Last May, the NFL abruptly suspended an accelerator program open only to minority coaching and front-office candidates, a week before it was scheduled to take place. It restarted the program this year, opening to non-minority candidates too.
A league staffer denied the move was a response to the political climate, but the two people close to the league said they were skeptical. Opening development programs to all has becomea go-to tactic for companies as they seek to prevent accusations that they discriminate against White people or men.
“What we’ve seen in the last few years is an effort by legislatures and the courts to better define the line between impermissible race discrimination and permissible affirmative action,” said Jodi Balsam, a professor of sports law at Brooklyn Law School. NFL attorneys have seen “the writing on the wall,” she said.
The core tenets of the Rooney Rule are on solid legal footing, according to Jeremi Duru, a professor of law and director of the Sport and Society Initiative at American University. Title VII of the Civil Rights Act of 1964 clearly prohibits employers from making a hiring, firing or promotion decision based on characteristics such as race, sex or national origin. However, companies don’t have to ignore these characteristics in assembling their applicant pool so long as they don’t deprive any applicant of opportunities, he said.
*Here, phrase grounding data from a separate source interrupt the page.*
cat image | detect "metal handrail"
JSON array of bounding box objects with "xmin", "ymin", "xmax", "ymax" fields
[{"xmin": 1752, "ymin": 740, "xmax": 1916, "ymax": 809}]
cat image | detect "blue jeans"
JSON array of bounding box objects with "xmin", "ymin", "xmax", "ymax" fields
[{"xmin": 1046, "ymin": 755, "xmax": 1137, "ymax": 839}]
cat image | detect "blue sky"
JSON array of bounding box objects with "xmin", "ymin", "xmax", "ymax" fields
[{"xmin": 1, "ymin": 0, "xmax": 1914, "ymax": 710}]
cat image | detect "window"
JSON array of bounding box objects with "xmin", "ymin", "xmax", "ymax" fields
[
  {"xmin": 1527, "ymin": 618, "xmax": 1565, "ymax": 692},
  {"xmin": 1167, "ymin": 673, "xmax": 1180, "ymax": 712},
“It’s not two people out of a pool of five, or two people out of a pool of seven; it’s two people of color out of a total pool of how many ever you want,” said Duru, who’s also on the board of the Fritz Pollard Alliance, an organization founded around the inception of the Rooney Rule that supports diverse hiring in the NFL. “Once you start attacking initiatives that are very benign as being unlawful, very few initiatives for equal opportunity are going to go unchallenged.”
Unlike a decade ago, there’s little indication that players now would react strongly to any changes to the Rooney Rule. The Players Coalition, formed in 2017 to improve racial equity, declined to comment. The NFL Players Association said in a statement that “it’s the league’s responsibility” to ensure pathways exist for all qualified candidates.
Former Executive Director DeMaurice Smith, who led NFLPA for more than a decade until 2023, wrote a 91-page paper near the end of his tenure, calling the rule a “failed experiment.” He pointed to a confidential 2022 NFLPA survey of 47 current and former coaches, in which the vast majority of respondents complained about the lack of transparency around pay, benefits and the hiring process.
Additionally, there’s the unresolved case involving Brian Flores, who’s suing the league over racial discrimination. The Minnesota Vikings defensive coordinator has offered evidence that the New York Giants interviewed him for a head coaching job after they’d already chosen a different candidate, rendering the Rooney Rule a sham. A New York judge said in February that Flores could bypass arbitration and proceed to trial.
“The largest sports organization in the country not only doesn’t enforce the Rooney Rule, it doesn’t comply with state and federal fair-hiring laws,” Smith said in an interview, echoing his paper’s assertion. “And no one is making them do it.”